Must disagree. I am a local as well and you are correct regarding the owner. Very versed and knowledgeable. But the staff in front is pleasant and I would not characterize their knowledge as “basic” , just not as deep at the owner’s. They are always friendly on the phone and in person. We travel about 25 miles to go there with our two children under 6 and they are always quick to recommend something new for the kids and also to alert my attention to more esoteric and scholarly items that they know I am interested in. I have built up a relationship with them for the past seven years and as I have gotten to know them, they have gotten to know me and my wife’s tastes and interests in their items. They have also gone out of their way to find things for us that are very difficult to get in the US. I view their age and patience as a definite plus in my experience there. In fact, we are on our way there this weekend to build our daughter’s gift bags for her birthday next month at school. A holy card or two, a ring rosary with instructions (Divine Mercy, too!) a book on the saints and other items that can help a 1st grader build their Catholic faith – it’s a one-stop shopping excursion. God bless them all and we always pray for their continued success.

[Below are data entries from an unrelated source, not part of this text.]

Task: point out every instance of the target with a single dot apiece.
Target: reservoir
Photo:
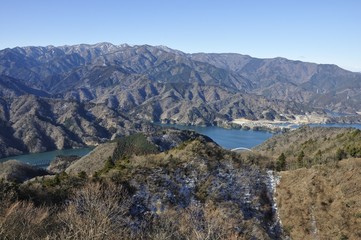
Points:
(43, 159)
(227, 138)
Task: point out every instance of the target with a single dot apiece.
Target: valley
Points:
(143, 180)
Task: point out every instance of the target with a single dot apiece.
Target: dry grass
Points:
(322, 202)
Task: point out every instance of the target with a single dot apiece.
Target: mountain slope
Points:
(62, 69)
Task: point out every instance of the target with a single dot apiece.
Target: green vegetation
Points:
(308, 146)
(281, 162)
(136, 144)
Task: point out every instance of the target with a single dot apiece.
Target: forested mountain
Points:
(56, 97)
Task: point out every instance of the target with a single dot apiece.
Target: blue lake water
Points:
(227, 138)
(43, 159)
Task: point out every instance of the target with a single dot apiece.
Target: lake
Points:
(229, 138)
(43, 159)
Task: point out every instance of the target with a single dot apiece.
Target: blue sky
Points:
(321, 31)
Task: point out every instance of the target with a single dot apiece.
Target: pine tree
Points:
(281, 162)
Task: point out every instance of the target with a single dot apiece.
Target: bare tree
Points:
(97, 211)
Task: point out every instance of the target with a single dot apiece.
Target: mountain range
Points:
(71, 96)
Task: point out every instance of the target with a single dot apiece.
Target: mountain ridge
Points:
(113, 89)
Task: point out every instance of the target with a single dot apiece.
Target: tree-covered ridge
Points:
(308, 146)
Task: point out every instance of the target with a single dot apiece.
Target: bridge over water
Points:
(241, 149)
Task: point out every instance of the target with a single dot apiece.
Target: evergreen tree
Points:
(281, 162)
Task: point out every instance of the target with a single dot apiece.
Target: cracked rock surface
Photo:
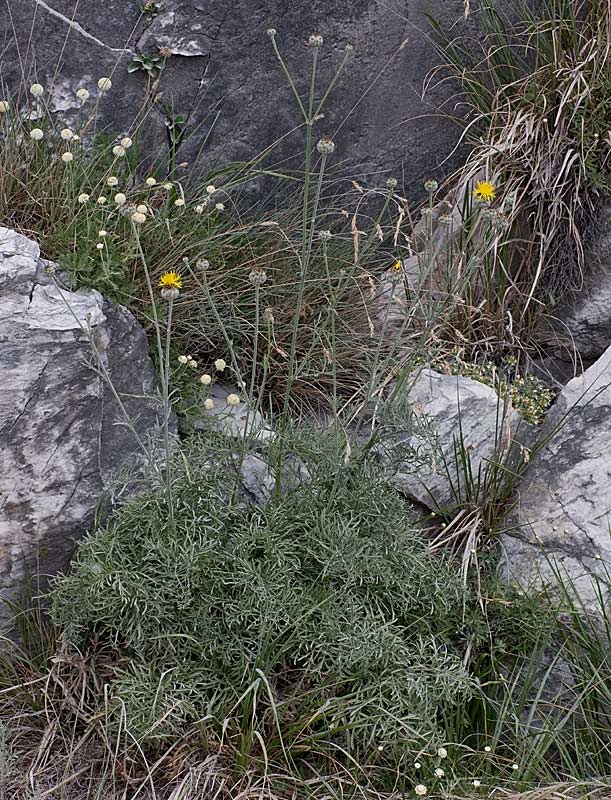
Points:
(62, 444)
(562, 517)
(222, 75)
(446, 408)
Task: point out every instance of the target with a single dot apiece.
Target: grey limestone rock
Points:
(222, 76)
(561, 522)
(448, 410)
(63, 443)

The nearest Catholic bookstore is 100 miles away from me.
That explains a lot.
I guess you are a dissident. I’m not ashamed of the Gospel or any other Catholic teaching. I do long for the days when men were gentlemen and Catholics were of noble virtue.
I use to shop at the Pauline Media Bookstore in Culver City! But they don’t carry good Catholic Books of Old! So i shop at St. Peter and Paul Bookstore in Wilmington,CA! Run by Norbintine Sisters! Give it a Try! They are willing to find and at times willing to order for you as well!
The Peters’ bookstore is the best Catholic store I have ever had the pleasure to visit. Just one question for Gil, if you hate the politics of Amazon so much, why do you shop with them?
I love Catholic bookstores, but 10 years of giving away thousands of free Catholic gifts at our annual county fair, and later at church, has me wondering if most of them should relocate to their local parishes or even become mobile and parish-hop. 1) A majority of Catholics (AMOC) will never visit and support a Catholic bookstore. 2) AMOC do not read 300 page books. 3) AMOC have not been adequately evangelized. 4) AMOC need to be offered free Catholic materials such as Rosaries, holy cards, pamphlets, booklets, and CDs. 5) A parish bookstore can consist of dressed up folding tables where Mass-exiting Catholics can find them. If necessary, set up an outdoor tent when weather permits. 6) The location and overhead cost of a bookstore has too often been an impediment to effective Catholic evangelization. 7) If wealthy Catholics would stop buying brand new cars and paying for expensive, annual vacations, America and the world could be a much better place!